Las supersticiones crecieron hasta lo absurdo. Se decía que su pisada estropeaba la hierba, que su aliento pudría la fruta, que su sangre era distinta o que ni siquiera tenían lóbulo en la oreja. Estas falacias repetidas durante siglos acabaron convirtiéndose en una 'verdad' social que la gente creía a pies juntillas.
La exclusión también entró en las iglesias
La discriminación de los agotes seguía dentro de las iglesias. En los templos cristianos, los agotes tenían que situarse en un lugar determinado y marcado para ellos, evitando mezclarse con el resto de los feligreses.
Entraban por puertas secundarias, más bajas y estrechas, obligados a agachar la cabeza. En Arizcun, esa entrada fue conocida durante siglos como Agoten Athea, la puerta de los agotes. En el interior, se colocaban al fondo, separados del altar. En algunas ocasiones, incluso, se les separaba tras una verja.
Además, recibían la comunión de forma distinta, sus ofrendas se recogían aparte y se les bautizaba en pilas dedicadas exclusivamente a darles el sacramento a ellos. Tampoco podían acceder al sacerdocio.
Incluso en la muerte continuaba la diferencia para los agotes: eran enterrados en zonas sin bendecir del cementerio, junto a otros colectivos considerados “indeseables”.
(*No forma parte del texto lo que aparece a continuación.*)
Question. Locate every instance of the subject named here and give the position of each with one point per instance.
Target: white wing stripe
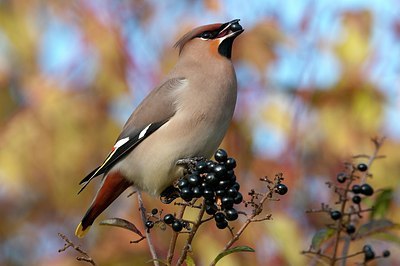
(143, 132)
(121, 142)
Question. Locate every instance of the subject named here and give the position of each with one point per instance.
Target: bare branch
(84, 255)
(148, 238)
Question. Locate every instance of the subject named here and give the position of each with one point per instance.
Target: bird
(187, 116)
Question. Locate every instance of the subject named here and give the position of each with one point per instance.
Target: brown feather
(113, 185)
(193, 33)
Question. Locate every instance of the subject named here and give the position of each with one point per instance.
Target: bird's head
(214, 38)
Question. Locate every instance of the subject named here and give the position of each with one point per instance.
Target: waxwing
(186, 116)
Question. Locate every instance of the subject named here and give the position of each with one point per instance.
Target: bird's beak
(230, 29)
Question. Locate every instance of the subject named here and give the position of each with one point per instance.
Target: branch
(189, 240)
(172, 244)
(148, 238)
(84, 257)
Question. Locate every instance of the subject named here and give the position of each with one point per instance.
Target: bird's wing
(155, 110)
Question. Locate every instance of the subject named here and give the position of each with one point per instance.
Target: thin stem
(378, 144)
(189, 240)
(172, 243)
(339, 222)
(345, 250)
(249, 220)
(69, 243)
(148, 238)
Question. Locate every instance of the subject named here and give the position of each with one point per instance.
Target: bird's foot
(169, 195)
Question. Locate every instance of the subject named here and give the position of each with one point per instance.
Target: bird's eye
(206, 35)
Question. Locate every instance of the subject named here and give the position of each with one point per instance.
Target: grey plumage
(195, 103)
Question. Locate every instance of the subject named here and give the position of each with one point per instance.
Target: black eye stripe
(206, 35)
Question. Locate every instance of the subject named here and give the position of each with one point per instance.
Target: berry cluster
(177, 225)
(357, 190)
(215, 181)
(369, 253)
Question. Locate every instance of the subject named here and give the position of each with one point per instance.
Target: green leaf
(232, 250)
(374, 227)
(118, 222)
(382, 203)
(321, 236)
(189, 261)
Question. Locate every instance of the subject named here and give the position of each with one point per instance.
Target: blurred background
(317, 80)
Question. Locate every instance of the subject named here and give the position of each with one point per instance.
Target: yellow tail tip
(80, 232)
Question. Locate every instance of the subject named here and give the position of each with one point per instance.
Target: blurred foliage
(57, 123)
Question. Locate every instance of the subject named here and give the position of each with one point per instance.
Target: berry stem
(378, 144)
(258, 209)
(192, 233)
(148, 238)
(172, 243)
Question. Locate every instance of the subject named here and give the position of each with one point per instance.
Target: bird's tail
(113, 185)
Oficios permitidos y talento ignorado
En el ámbito laboral, los agotes también se fueron discriminados. De hecho, se les prohibió tener tierras, ganado o huertas. Tampoco podían tocar los alimentos en los mercados. Sin embargo, sus manos sí servían para trabajar y fueron utilizadas para tal fin.
Tanto es así que se les llegó a valorar como carpinteros, canteros, herreros, albañiles y artesanos de enorme prestigio. Muchas mujeres se dedicaron al tejido y a la hilandería.
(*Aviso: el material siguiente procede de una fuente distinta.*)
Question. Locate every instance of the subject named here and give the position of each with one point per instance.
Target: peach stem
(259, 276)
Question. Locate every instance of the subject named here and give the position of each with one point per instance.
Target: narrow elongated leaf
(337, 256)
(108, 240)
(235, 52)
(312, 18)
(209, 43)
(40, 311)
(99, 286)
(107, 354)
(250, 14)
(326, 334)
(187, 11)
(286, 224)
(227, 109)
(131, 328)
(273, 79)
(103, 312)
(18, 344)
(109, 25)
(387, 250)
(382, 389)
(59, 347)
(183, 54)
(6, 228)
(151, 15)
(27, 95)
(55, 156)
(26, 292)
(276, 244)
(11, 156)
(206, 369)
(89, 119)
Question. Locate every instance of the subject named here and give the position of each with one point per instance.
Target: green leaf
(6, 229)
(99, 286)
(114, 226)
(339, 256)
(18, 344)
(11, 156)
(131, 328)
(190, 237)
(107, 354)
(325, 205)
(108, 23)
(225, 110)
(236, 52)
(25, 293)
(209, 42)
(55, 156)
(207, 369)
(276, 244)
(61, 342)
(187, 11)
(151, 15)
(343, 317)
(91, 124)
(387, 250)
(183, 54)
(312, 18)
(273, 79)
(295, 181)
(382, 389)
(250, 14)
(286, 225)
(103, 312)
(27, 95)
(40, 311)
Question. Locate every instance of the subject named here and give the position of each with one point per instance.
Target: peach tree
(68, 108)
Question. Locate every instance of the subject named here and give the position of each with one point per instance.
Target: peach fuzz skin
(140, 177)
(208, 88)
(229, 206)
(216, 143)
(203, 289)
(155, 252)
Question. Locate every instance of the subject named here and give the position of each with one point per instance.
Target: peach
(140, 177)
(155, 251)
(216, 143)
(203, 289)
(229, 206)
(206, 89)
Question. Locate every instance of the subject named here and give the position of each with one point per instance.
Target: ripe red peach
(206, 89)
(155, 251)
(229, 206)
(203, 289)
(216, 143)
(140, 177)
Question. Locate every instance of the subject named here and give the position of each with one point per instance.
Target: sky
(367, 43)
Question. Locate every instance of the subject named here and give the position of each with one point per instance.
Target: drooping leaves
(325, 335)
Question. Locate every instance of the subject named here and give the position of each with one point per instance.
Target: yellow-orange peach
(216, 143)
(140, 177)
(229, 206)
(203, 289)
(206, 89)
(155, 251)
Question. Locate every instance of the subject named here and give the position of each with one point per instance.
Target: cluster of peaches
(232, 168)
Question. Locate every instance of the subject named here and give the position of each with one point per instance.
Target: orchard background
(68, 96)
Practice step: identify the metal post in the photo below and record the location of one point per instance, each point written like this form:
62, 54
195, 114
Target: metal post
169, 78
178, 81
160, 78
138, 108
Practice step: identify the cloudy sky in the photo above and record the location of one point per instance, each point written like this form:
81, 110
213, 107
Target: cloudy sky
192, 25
Su habilidad fue clave en una época de auge constructivo ligada al Camino de Santiago, que atraviesa Navarra y el Baztan. Y, poco a poco, el reconocimiento profesional empezó a abrir grietas en el muro del prejuicio que les había separado del resto de la población durante muchos años.
Uno de los nombres propios de esa dignidad recuperada fue Eleuterio Tadeo Amorena, hijo de un agote de Bozate. En el siglo XIX creó varias de las figuras más emblemáticas de la Comparsa de Gigantes y Cabezudos de Pamplona, hoy símbolo indiscutible de las fiestas de San Fermín. Concretamente, este artesano fue el creador las cuatro parejas de gigantes de la capital navarra (Europa, Asia, América y África).
Bozate, el corazón de la memoria agote
Si hay un lugar que concentra la historia agote en Navarra, ese es Bozate. Este barrio de Arizcun fue su principal asentamiento desde el siglo XIII. Allí llegaron buscando protección, amparados por el Señor de Ursúa, uno de los nobles más poderosos del valle, que llegó a defender públicamente su consideración como “personas normales”.
Aun así, ni siquiera ese respaldo evitó siglos de exclusión. En Bozate, la discriminación social se prolongó más que en otros lugares. La puerta agote de la iglesia fue tapiada en 1954 y el antiguo cementerio segregado se eliminó después. No fue tan lejano. Está en la memoria de personas que aún viven.
Hoy, ese legado se recuerda también a través del Parque-Museo Santxotena, un espacio artístico creado por el escultor Xabier Santxotena para rendir homenaje a la memoria del valle y a quienes fueron silenciados durante siglos.
El final legal… y el eco que permanece
En Navarra, una ley aprobada en 1817 abolió oficialmente todas las discriminaciones contra los agotes. Sobre el papel, la igualdad llegó entonces. En la vida real, tardó mucho más.
Hoy, los agotes ya no existen como grupo diferenciado. Se integraron, se mezclaron, y desaparecieron como etiqueta. Pero su historia sigue interpelando, como un ejemplo de cómo una comunidad puede quedar marginada durante siglos por prejuicios y habladurías sin base real.